Security

SQL Injection Cheat Sheet

A travel startup we know shipped an Airflow DAG that ingested CSV filenames from an S3 bucket and interpolated them into a DROP PARTITION statement. A file named "2024-01-01'; DROP TABLE bookings; --.csv" landed in the bucket via a misconfigured upload form and took down their warehouse for six hours. String concatenation in SQL is that easy to weaponize. This sheet shows you exactly which patterns to rip out of your code before the next incident review.

Every injection type. Vulnerable and safe side-by-side. Pipeline-specific risks DEs miss.

#3

OWASP Top 10 rank

4

Injection types covered

1

Fix: parameterize

275

Companies in our dataset

Source: DataDriven analysis of 1,042 verified data engineering interview rounds.

The one rule that prevents SQL injection

Use parameterized queries for all values. Validate identifiers against allowlists. That is it. Every injection type on this page exploits the same root cause: treating user input as executable SQL instead of data.

# ALWAYS this (parameterized)
cursor.execute("SELECT * FROM users WHERE id = %s", (user_id,))

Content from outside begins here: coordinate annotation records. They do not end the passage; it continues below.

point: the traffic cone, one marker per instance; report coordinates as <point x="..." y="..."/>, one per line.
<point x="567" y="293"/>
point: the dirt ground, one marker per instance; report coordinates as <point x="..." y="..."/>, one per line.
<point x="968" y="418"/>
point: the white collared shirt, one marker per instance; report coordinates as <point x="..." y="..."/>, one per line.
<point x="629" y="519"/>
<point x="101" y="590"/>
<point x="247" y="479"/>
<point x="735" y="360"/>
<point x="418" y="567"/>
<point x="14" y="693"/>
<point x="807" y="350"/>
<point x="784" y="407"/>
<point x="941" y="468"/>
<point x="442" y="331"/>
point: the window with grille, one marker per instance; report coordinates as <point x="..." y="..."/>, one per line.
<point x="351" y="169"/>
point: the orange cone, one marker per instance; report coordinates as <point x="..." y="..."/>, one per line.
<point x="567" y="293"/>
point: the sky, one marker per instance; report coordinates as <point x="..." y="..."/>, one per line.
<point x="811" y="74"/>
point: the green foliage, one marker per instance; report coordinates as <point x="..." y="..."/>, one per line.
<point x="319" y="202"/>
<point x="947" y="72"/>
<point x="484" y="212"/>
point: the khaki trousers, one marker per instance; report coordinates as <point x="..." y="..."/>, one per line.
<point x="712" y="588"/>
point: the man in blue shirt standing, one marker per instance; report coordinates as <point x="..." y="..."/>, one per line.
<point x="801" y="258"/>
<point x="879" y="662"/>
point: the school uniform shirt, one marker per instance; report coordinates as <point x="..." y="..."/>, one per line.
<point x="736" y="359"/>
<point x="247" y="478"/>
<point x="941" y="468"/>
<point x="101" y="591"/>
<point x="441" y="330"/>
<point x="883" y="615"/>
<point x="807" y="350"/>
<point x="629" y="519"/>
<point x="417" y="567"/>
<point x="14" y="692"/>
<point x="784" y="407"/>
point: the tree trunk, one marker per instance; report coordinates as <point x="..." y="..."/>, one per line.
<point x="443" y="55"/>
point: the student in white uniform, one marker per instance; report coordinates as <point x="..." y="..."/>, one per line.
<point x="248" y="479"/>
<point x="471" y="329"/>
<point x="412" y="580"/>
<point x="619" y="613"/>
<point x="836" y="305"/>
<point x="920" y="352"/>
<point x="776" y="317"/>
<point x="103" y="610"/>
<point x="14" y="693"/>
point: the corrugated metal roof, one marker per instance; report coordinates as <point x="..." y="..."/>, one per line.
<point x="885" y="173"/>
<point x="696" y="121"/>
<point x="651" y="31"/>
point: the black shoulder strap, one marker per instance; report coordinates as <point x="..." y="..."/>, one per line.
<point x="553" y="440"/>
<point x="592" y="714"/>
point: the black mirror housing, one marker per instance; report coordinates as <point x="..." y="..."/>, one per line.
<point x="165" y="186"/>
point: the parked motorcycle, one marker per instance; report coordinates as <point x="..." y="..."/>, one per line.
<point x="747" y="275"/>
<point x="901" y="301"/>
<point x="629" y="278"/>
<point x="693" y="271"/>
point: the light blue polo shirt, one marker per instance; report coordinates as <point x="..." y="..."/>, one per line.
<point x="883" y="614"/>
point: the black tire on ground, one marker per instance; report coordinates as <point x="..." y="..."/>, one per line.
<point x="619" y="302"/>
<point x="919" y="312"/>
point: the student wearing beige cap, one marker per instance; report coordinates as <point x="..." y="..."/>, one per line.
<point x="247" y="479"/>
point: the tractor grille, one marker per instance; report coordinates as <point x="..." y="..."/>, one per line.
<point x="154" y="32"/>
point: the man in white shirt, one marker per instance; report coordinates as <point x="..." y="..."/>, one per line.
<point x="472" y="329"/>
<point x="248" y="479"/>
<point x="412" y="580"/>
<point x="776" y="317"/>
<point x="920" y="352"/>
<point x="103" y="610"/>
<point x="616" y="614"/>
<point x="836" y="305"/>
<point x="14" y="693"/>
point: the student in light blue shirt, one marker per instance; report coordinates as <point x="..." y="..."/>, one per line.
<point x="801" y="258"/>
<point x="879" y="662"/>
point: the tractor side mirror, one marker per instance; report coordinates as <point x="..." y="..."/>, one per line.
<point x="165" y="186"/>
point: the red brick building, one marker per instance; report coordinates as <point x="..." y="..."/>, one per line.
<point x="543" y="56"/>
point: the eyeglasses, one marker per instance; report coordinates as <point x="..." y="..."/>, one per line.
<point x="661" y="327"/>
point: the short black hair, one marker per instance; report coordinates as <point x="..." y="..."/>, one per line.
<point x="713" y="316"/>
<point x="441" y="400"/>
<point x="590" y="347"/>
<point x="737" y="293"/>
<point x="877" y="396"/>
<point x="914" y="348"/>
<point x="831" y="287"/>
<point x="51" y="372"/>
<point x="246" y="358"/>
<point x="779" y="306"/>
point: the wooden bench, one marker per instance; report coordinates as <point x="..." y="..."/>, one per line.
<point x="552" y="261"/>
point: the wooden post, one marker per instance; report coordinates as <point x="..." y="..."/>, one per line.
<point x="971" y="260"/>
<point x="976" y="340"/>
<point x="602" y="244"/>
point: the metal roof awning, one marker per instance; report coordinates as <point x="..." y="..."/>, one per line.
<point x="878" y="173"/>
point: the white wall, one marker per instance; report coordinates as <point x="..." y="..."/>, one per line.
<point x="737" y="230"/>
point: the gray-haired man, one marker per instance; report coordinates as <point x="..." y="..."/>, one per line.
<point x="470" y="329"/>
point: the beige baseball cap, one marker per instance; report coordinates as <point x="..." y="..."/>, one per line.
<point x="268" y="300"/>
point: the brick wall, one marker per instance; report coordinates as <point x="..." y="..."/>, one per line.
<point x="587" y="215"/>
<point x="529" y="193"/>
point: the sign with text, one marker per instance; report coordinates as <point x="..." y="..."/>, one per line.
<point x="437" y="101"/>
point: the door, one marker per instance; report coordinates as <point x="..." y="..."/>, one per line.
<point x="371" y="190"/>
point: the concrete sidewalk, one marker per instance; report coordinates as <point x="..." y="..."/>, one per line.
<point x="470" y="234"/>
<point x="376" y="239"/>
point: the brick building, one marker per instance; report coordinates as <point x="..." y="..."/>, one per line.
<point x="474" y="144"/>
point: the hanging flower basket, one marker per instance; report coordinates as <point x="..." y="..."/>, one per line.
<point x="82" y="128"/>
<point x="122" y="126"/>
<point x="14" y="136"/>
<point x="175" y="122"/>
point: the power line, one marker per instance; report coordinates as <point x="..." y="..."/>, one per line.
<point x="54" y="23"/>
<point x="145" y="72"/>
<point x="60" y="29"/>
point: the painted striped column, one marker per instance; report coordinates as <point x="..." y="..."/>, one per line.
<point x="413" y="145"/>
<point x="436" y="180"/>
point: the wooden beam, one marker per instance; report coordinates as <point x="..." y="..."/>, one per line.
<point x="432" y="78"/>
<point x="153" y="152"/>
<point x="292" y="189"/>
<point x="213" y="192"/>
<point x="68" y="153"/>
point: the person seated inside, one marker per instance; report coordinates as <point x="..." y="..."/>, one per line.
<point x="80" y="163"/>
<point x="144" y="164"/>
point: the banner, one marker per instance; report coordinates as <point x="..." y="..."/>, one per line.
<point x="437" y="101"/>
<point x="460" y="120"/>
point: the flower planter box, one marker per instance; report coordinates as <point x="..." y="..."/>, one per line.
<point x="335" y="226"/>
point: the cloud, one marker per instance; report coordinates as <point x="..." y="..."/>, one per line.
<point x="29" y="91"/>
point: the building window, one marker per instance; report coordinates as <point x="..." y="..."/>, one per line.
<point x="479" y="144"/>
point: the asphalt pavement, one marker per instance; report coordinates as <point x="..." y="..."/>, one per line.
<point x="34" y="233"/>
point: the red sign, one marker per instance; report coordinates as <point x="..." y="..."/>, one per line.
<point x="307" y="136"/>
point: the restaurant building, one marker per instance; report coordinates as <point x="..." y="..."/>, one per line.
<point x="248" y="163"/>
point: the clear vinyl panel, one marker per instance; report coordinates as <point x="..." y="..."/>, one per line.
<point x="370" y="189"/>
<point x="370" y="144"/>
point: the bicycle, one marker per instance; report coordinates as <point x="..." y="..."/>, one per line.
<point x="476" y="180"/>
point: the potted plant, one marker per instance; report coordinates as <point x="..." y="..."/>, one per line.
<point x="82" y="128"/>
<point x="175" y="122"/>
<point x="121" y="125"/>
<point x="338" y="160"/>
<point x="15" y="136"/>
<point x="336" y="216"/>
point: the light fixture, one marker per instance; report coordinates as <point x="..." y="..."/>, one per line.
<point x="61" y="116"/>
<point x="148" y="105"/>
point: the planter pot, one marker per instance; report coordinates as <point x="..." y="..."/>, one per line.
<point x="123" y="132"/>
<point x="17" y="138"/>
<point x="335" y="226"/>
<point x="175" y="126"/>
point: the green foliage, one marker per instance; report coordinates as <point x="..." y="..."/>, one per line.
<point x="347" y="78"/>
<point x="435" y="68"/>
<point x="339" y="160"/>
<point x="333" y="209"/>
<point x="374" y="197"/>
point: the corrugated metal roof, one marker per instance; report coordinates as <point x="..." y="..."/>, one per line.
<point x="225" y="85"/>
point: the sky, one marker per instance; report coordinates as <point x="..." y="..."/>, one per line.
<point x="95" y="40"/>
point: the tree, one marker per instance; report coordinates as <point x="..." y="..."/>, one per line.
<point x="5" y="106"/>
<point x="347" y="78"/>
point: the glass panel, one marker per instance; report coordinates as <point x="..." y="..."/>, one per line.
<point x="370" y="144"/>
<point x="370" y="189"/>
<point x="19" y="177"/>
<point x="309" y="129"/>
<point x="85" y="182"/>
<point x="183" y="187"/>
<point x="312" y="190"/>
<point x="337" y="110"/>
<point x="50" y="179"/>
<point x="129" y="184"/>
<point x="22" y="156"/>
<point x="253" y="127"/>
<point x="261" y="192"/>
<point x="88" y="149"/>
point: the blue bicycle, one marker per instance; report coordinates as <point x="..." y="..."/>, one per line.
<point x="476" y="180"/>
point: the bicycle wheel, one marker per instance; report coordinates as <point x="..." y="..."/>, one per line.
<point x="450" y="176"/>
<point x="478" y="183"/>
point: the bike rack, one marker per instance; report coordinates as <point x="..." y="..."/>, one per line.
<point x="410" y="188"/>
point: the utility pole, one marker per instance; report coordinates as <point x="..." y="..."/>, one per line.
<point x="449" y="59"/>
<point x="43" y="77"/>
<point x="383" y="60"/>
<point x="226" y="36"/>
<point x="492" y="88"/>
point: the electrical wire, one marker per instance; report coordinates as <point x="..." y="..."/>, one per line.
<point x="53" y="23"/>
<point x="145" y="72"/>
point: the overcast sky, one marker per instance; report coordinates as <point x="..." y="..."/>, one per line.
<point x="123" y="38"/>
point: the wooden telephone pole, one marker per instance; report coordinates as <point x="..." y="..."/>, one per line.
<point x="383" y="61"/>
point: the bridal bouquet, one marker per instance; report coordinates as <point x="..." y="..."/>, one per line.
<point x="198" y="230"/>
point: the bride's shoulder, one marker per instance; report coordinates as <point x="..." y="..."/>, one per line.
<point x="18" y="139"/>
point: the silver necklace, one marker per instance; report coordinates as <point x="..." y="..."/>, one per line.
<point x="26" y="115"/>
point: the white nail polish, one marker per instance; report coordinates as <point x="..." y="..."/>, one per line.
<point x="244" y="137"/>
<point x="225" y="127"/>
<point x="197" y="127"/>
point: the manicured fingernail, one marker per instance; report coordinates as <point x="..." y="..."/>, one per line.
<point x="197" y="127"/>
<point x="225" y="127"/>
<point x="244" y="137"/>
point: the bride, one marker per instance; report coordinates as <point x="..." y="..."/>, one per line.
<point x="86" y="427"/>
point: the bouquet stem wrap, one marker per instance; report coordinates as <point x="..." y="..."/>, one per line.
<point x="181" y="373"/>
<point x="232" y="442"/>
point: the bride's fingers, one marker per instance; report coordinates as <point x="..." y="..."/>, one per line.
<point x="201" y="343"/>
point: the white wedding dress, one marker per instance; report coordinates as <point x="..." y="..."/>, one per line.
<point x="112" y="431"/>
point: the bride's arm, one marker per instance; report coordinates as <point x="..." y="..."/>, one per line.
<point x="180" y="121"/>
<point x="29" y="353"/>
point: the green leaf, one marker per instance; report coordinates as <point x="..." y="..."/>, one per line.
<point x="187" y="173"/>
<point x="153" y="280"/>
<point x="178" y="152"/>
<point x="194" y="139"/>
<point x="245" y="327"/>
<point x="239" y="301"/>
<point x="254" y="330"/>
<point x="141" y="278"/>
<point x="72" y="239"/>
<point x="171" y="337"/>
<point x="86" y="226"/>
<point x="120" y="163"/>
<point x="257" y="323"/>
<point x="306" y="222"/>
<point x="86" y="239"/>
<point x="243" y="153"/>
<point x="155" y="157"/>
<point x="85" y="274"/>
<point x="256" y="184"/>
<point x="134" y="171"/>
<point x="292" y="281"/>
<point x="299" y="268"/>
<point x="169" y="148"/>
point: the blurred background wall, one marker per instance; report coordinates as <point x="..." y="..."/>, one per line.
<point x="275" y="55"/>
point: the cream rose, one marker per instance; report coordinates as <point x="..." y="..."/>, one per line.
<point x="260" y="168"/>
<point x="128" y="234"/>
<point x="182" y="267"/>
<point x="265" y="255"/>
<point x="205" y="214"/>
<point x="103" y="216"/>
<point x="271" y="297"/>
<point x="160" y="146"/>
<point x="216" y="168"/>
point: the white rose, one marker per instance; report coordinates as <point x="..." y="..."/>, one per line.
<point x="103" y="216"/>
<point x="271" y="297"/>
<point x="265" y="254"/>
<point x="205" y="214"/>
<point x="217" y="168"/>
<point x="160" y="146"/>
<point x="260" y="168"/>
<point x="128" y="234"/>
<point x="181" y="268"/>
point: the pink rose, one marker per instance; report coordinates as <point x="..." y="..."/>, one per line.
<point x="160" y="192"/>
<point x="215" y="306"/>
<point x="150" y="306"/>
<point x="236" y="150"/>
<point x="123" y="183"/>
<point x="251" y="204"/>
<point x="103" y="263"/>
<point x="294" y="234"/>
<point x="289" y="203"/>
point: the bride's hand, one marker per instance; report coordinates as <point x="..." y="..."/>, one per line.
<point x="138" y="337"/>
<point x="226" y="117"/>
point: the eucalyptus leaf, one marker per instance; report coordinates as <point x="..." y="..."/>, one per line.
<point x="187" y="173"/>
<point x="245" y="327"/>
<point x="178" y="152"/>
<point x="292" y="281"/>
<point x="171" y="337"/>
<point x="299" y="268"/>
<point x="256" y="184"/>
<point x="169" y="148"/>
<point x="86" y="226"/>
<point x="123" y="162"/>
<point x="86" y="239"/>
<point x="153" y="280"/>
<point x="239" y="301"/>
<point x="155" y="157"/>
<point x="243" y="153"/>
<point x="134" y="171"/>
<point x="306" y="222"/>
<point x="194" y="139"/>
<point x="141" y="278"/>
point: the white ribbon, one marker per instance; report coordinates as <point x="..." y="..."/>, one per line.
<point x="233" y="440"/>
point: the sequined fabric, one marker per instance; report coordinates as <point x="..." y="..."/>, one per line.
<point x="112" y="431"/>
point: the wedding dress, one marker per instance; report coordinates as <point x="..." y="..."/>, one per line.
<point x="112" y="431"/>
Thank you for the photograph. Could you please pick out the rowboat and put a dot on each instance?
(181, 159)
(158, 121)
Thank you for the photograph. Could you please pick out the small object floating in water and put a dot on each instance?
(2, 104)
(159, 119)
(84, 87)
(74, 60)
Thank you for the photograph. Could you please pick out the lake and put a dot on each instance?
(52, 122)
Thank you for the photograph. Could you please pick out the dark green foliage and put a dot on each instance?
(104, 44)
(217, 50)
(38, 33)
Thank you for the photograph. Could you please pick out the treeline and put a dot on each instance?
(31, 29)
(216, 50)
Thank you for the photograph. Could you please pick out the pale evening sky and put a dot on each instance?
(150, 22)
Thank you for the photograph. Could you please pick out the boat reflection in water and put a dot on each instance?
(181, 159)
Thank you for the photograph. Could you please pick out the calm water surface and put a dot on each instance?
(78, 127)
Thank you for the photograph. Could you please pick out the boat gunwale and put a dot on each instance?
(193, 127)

# NEVER this (string concatenation)
cursor.execute(f"SELECT * FROM users WHERE id = {user_id}")

Types of SQL Injection

Four flavors, one root cause. A SOC analyst we worked with pulled the postmortem on a breach at a logistics company: the attacker used a blind time-based injection through a reporting endpoint that took weeks to detect because the logs looked normal. All four types below need to go on your threat model.

High Risk

Classic (In-Band) Injection

The attacker modifies a SQL query through user input, and the results are returned directly in the application response. This is the textbook example: a login form where entering ' OR 1=1 -- bypasses authentication. The injected SQL runs in the same channel as the original query.

Vulnerable example:

-- Vulnerable query (string concatenation)
query = "SELECT * FROM users WHERE name = '" + user_input + "'"

-- If user_input = "' OR 1=1 --"
-- Resulting query:
SELECT * FROM users WHERE name = '' OR 1=1 --'
-- Returns ALL rows. Authentication bypassed.

Use parameterized queries. Never concatenate user input into SQL strings. The database engine treats parameters as data, not executable code.

-- Safe: parameterized query
cursor.execute(
    "SELECT * FROM users WHERE name = %s",
    (user_input,)
)
Medium-High Risk

Blind Injection

The attacker cannot see query results directly, but can infer information based on the application's behavior. Boolean-based blind injection checks whether the page changes. Time-based blind injection uses SLEEP or pg_sleep to confirm a condition is true by measuring response time. Slower to exploit, but still dangerous.

Vulnerable example:

-- Boolean-based: does the page load differently?
' AND (SELECT COUNT(*) FROM users) > 100 --

-- Time-based: does the response take 5 seconds?
' AND pg_sleep(5) --

-- If the response is delayed, the attacker knows
-- the injected SQL executed successfully.

Same fix: parameterized queries. Blind injection exploits the same root cause as classic injection. If inputs are parameterized, there is nothing to exploit.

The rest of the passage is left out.